The learning impact. So not only are we kind of learning and evolving, and I heard Karen talk about the modifications of the program that's happening with this program as well. And the learnings aren't sustained with community of Hope that Federally qualified Health Center. They're being ingested by the Department of Human Services, as well as the stories being told to mcos in the area, because that's really what we're looking for from a broader, scalable situation, is to take this learning this pilot and make it more wide scale, not only in Washington, DC, but in other communities where individuals are experiencing homelessness and are birthing. So this program, the the Honey Navigator program, at the very beginning, we thought about what are we going to measure? How are we going to know we made a difference? How are we going to know that we were successful? And at the beginning we're helping from an analytics standpoint, bring that activity tracking that they are doing right now as part of their work. They have a goal to impact 400 clients this year. And as of end of February, they had 55 referrals. And those referrals are coming in from the housing authority, where they sit with Human services as well as other homeless programs in that DC area, that they are getting referrals and impact, as well as the community of Hope.
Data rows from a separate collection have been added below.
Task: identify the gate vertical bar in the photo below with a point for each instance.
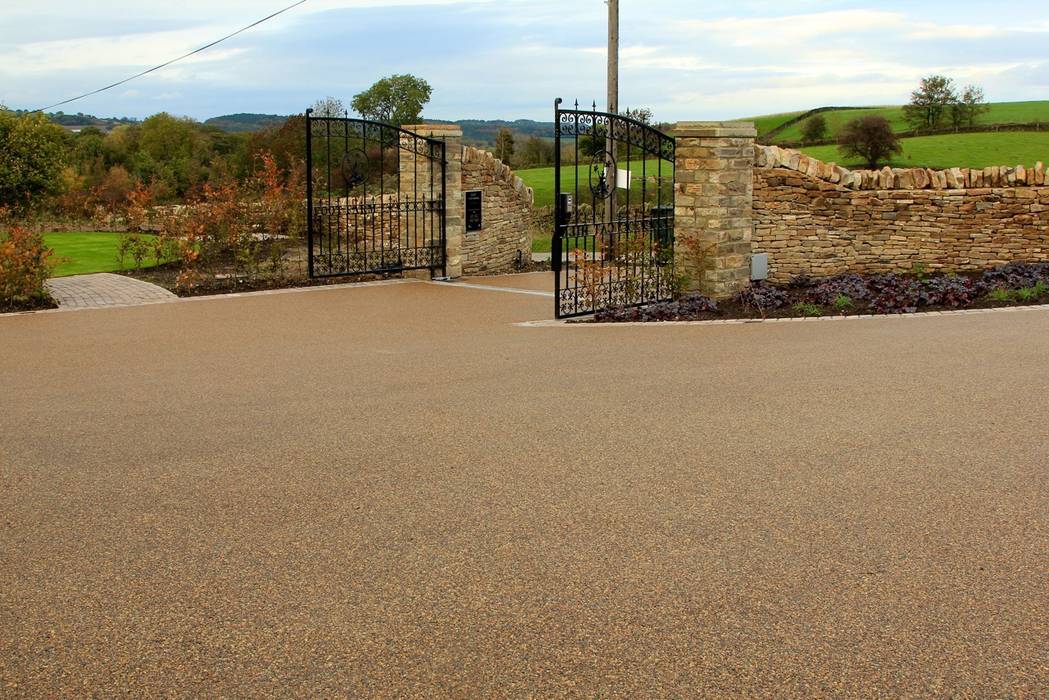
(444, 207)
(309, 196)
(556, 241)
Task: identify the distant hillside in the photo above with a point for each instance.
(244, 122)
(1001, 115)
(484, 132)
(80, 121)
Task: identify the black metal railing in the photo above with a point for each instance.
(376, 197)
(613, 242)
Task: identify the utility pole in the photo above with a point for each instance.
(613, 56)
(609, 205)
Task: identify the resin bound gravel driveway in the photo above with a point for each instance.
(394, 491)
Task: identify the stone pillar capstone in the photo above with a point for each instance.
(713, 197)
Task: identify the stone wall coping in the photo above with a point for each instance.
(715, 130)
(500, 170)
(439, 129)
(768, 157)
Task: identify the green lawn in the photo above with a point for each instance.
(1001, 112)
(541, 179)
(766, 123)
(962, 150)
(82, 252)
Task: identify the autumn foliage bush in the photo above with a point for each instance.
(25, 264)
(247, 226)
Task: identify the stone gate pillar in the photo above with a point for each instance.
(712, 208)
(454, 208)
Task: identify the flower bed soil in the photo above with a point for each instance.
(19, 305)
(1012, 284)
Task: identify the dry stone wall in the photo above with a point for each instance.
(505, 238)
(819, 218)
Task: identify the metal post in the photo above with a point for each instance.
(309, 196)
(613, 102)
(555, 247)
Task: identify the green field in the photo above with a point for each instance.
(766, 123)
(541, 179)
(1001, 112)
(82, 252)
(962, 150)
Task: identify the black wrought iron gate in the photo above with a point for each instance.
(613, 242)
(376, 198)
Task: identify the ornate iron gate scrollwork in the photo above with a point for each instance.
(376, 198)
(613, 245)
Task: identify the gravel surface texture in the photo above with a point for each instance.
(393, 491)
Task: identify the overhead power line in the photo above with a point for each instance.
(168, 63)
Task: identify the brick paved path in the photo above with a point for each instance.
(105, 290)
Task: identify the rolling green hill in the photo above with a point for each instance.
(958, 150)
(1000, 112)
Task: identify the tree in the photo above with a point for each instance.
(970, 105)
(929, 103)
(642, 114)
(869, 138)
(397, 100)
(329, 107)
(814, 129)
(33, 155)
(505, 145)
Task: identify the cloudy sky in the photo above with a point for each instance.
(509, 59)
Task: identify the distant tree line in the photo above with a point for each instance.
(872, 139)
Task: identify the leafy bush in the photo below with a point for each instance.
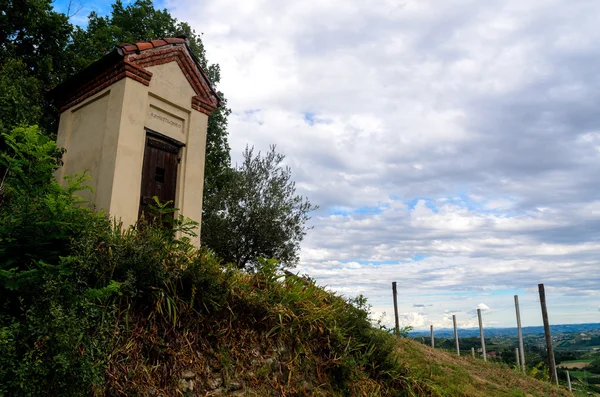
(89, 307)
(66, 273)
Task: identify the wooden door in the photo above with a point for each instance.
(159, 173)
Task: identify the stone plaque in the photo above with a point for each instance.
(165, 123)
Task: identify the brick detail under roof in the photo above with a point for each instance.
(104, 80)
(137, 57)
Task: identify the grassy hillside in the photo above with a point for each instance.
(89, 308)
(444, 374)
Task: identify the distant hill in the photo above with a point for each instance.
(491, 332)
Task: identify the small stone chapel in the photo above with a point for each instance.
(136, 121)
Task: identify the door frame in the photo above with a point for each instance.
(157, 136)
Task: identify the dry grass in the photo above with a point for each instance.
(578, 365)
(448, 375)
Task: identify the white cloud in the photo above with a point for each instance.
(461, 133)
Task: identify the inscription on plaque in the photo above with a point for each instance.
(164, 119)
(164, 122)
Has made outreaches to hospitals to let them know that they're there for assistance and support for for the patients. So we're we're looking at prenatal care appointments postpartum appointments. So that linkage back to Crisp or the Hie, the federally Qualified Health Center is able to track some of those outcomes to know, did they show up for their postpartum visit? What is it looking like from an outcomes perspective? All along both from, you know, their design, our design with them, Satisfaction was also at the key. And with that, as the program has evolved, they are in the process of setting up their own advisory council with individuals that have this lived experience, individuals that have gone through this program or gone through similar programs so they know that they can meet the needs of the clients that they're trying to serve along the way. We talked about that learning in the community and making sure that we provide education not only to within that community, of the community of Hope, that federally qualified Health Center, but back out into those birthing centers, the hospitals in the area where individuals are having having their their births. So really excited about the progression of this project and the work that's happening in Washington, DC.